Recently, several studies have been conducted to evaluate the effects of local therapy with bevacizumab on both primary and recurrent pterygium(24-27). Bevacizumab has been used at various doses at various times by different routes of administration. Nonetheless, the results remain limited and controversial, and there is no clear randomized controlled trial that has studied the efficacy of subconjunctival bevacizumab in patients with impending recurrent pterygium(28-30).
A single administration of an arbitrary dose based on the intravitreal preparation of bevacizumab may be inadequate. A single dose of 1.25 mg of intravitreal bevacizumab has been reported to provide complete intravitreal VEGF blockade for a minimum of 4 weeks, with an intravitreal bevacizumab half-life of approximately 3 days(28). However, the conjunctival half-life of the drug may be shorter than the vitreous half-life because of the higher systemic absorption through the abundant conjunctival vessels(24). Repeat injections or higher doses of bevacizumab may be required to achieve better outcomes. Nevertheless, increased or multiple doses may be accompanied by significant side effects.

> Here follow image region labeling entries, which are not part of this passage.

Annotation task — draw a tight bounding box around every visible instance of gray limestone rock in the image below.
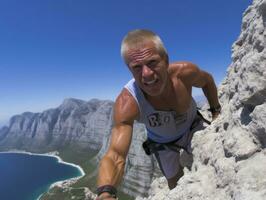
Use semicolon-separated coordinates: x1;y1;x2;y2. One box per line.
137;0;266;200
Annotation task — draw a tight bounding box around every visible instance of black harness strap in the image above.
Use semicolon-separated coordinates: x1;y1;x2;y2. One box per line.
142;110;211;155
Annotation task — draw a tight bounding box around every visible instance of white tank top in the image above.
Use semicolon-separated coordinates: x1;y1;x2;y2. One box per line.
124;79;197;143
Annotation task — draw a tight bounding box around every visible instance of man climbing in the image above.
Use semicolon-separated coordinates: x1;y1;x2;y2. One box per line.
97;30;221;200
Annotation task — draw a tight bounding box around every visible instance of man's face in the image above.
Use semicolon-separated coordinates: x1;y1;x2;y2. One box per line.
125;43;168;96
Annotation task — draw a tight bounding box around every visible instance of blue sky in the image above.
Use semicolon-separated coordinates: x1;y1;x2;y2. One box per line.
0;0;252;125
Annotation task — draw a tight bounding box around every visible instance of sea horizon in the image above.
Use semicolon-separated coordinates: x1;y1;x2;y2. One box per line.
0;149;85;200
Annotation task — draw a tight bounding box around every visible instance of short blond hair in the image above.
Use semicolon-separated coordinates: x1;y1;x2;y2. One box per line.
121;29;168;62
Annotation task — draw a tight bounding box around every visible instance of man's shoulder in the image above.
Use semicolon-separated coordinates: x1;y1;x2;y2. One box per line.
114;88;139;123
169;61;199;79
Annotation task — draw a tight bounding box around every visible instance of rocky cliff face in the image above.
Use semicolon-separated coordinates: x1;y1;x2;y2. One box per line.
137;0;266;200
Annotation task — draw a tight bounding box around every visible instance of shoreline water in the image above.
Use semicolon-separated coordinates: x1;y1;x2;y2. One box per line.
0;150;85;200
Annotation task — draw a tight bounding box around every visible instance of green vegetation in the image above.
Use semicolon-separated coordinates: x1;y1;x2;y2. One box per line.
38;145;134;200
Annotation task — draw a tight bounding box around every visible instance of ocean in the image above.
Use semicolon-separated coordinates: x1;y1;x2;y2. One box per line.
0;153;83;200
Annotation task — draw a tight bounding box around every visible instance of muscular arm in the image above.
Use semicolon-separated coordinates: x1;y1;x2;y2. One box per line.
97;89;139;196
179;62;220;118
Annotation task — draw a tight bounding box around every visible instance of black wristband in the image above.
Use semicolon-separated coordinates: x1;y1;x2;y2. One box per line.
208;104;222;113
96;185;117;198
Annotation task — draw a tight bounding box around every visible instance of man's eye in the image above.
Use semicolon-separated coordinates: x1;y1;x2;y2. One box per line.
148;60;158;67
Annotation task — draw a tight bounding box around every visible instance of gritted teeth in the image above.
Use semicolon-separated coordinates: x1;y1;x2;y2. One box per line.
144;79;157;85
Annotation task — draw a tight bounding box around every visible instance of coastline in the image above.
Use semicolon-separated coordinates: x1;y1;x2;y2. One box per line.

Our study illustrated that a single subconjunctival dose of bevacizumab dose is partly efficacious in decreasing conjunctival vascularization in the impending recurrent pterygium compared with that at baseline. Nevertheless, the favorable effect was incomplete and temporary, similar to that reported by Leippi et al.(25).
Previous reports suggesting the effective role of subconjunctival bevacizumab were noncomparative case reports(25,28,31). Corneal neovascularization was inhibited or regressed, but not completely eliminated. Delayed recurrence was observed in a study by Fallah et al., who used topical bevacizumab to inhibit the growth of impending recurrent pterygium in 26 eyes, although the pterygia eventually extended onto the cornea(17).
Other factors such as tumor necrosis factor alpha, bFGF, TGF-β, and platelet-derived growth factor (PDGF) have been shown to correlate with the formation and recurrence of pterygium. Immunoreactivity for these growth factors was located in epithelial cells, endothelial cells of vessels, basement membranes of vessels, and the epithelium, fibroblasts, and infiltrating inflammatory cells in pterygium(28,29).
CONCLUSIONS
The limitations of this study include the short duration of follow-up, the lack of a control group, the limited number of patients, and the difficulty in objectively measuring the size of recurrent pterygia before and after injection.
Further studies with larger sample sizes will be required to determine the appropriate dosing schedule, efficacy, and safety profile. In addition, anti-VEGF treatment may have a greater synergistic effect when combined with treatment targeting alternate cytokines and growth factors and should be investigated in future studies. New antiangiogenic therapies will hopefully focus more on facilitating delivery into tissue, increasing the duration of effect while continuing to minimize adverse side effects.
In summary, a single administration of subconjunctival bevacizumab to recurrent pterygium was well tolerated and decreased irritation and vascularization for a short term. The transient effect was likely related to the limited bioavailability of the drug in the setting of continued VEGF expression.